Scientific Event Alert Network Bulletin, vol. 11, no. 5 (May 1986)
Managing Editor: Lindsay McClelland.

Kilauea (United States) Episodes 45 and 46 of East Rift eruption

Please cite this report as:

Global Volcanism Program, 1986. Report on Kilauea (United States). In: McClelland, L. (ed.), Scientific Event Alert Network Bulletin, 11:5. Smithsonian Institution. https://doi.org/10.5479/si.GVP.SEAN198605-332010.

Volcano Profile |  Complete Bulletin


Kilauea

United States

19.421°N, 155.287°W; summit elev. 1222 m

All times are local (unless otherwise noted)


Episode 45 (E-45). Episode 45 . . . began 7 May at 1645 with typical intermittent lava spillovers. Continuous high fountaining started at 2240, and lava flows exited from both spillways formed during the previous phase. The NE flows extended a maximum of 2 km and those to the SE ~4.5 km, mostly on top of previous flows. Some short flows advanced to the N and NW, forming a broad fan at the base of the cone. The "1123 cone" observation post was again surrounded by flows.

High-amplitude tremor began on 7 May at 2242, almost simultaneously with the loss of 10.8 µrad. By the end of the month, the summit had regained 12.4 µrad of inflation (figure 43).

Episode 46 (E-46). During the afternoon of 1 June intermittent lava fountains were reported at Pu`u `O`o. Continuous fountaining began 2 June at 0230 and ended at 1327. High-amplitude harmonic tremor began at 0240 and declined to background levels at 1309. Summit deflation totaling 11 µrad began on 1 June at 1200 and stopped the next day at 1700, 3.5 hours after lava production ended. Lava flowed through both the NE and SE spillways, extending a maximum of 5 km SE.

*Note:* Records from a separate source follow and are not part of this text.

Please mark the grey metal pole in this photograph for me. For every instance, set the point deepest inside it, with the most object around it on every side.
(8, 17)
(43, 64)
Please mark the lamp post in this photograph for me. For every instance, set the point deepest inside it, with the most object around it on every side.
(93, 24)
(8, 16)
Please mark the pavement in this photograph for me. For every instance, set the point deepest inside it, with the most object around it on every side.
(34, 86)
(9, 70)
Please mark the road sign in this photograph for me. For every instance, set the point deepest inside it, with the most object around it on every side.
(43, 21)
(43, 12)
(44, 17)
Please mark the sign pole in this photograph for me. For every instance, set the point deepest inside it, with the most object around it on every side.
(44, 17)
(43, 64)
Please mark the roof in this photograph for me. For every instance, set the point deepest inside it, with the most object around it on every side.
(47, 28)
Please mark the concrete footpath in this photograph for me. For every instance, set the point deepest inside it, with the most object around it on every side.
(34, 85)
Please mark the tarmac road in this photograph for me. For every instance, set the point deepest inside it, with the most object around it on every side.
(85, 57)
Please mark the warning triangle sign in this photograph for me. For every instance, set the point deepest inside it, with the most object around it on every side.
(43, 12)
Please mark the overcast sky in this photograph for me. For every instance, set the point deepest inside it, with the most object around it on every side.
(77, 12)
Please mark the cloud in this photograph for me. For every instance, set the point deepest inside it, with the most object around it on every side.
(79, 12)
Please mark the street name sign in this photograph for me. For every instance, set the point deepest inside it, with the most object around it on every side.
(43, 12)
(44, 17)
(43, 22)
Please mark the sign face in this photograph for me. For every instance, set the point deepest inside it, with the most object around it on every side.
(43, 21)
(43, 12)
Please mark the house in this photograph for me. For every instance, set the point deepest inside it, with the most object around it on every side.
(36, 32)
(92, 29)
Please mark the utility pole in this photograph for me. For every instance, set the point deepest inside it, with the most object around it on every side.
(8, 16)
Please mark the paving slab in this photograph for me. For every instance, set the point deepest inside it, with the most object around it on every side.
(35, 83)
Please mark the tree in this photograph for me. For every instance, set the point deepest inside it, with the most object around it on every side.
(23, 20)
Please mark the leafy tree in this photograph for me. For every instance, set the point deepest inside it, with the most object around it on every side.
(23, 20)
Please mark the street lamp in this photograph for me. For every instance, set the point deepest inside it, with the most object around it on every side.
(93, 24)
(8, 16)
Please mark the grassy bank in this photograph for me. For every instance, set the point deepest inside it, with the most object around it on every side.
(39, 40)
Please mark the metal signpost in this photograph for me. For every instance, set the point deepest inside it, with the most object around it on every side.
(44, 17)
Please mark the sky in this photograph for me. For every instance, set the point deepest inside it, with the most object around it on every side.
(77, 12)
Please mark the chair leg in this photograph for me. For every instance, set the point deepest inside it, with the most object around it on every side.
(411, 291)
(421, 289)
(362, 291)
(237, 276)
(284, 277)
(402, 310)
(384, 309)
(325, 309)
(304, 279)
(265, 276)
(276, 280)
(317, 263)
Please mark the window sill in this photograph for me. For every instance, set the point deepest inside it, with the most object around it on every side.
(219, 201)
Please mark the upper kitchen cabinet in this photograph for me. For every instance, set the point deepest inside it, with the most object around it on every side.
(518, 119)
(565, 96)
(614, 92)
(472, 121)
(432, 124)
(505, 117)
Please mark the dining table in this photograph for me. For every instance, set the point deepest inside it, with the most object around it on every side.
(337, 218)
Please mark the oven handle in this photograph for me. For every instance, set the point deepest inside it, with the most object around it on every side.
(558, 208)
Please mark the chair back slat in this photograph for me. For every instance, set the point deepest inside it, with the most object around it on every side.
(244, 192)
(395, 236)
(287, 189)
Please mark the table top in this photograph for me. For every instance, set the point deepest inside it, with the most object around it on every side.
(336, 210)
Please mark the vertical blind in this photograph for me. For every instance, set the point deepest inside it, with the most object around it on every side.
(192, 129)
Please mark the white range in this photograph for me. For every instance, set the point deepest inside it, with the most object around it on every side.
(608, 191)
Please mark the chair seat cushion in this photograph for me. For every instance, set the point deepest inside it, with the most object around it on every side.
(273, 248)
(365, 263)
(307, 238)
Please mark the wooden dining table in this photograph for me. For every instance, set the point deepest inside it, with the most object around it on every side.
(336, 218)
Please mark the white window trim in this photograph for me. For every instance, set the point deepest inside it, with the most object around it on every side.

A series of very high fountain jets started at 1041, 2¼ hours before the end of the episode. Jetting lasted from several seconds to about a minute, then died back briefly before fountaining resumed. Similar fountain jets were observed during E-42 on 23 February.

After E-46, the summit of Pu`u `O`o was 255 m above the pre-1983 surface, a growth of only 5 m since the end of 1985. The cone was steep and the many short flows on the flanks were widening the base.

Since E-40 on 1 January, the eruption recurrence interval has been very regular, ranging from 22 to 26 days.

Geologic Background. Kilauea, which overlaps the E flank of the massive Mauna Loa shield volcano, has been Hawaii's most active volcano during historical time. Eruptions are prominent in Polynesian legends; written documentation extending back to only 1820 records frequent summit and flank lava flow eruptions that were interspersed with periods of long-term lava lake activity that lasted until 1924 at Halemaumau crater, within the summit caldera. The 3 x 5 km caldera was formed in several stages about 1500 years ago and during the 18th century; eruptions have also originated from the lengthy East and SW rift zones, which extend to the sea on both sides of the volcano. About 90% of the surface of the basaltic shield volcano is formed of lava flows less than about 1100 years old; 70% of the volcano's surface is younger than 600 years. A long-term eruption from the East rift zone that began in 1983 has produced lava flows covering more than 100 km2, destroying nearly 200 houses and adding new coastline to the island.

Information Contacts: C. Heliker, R. Koyanagi, and R. Hanatani, HVO.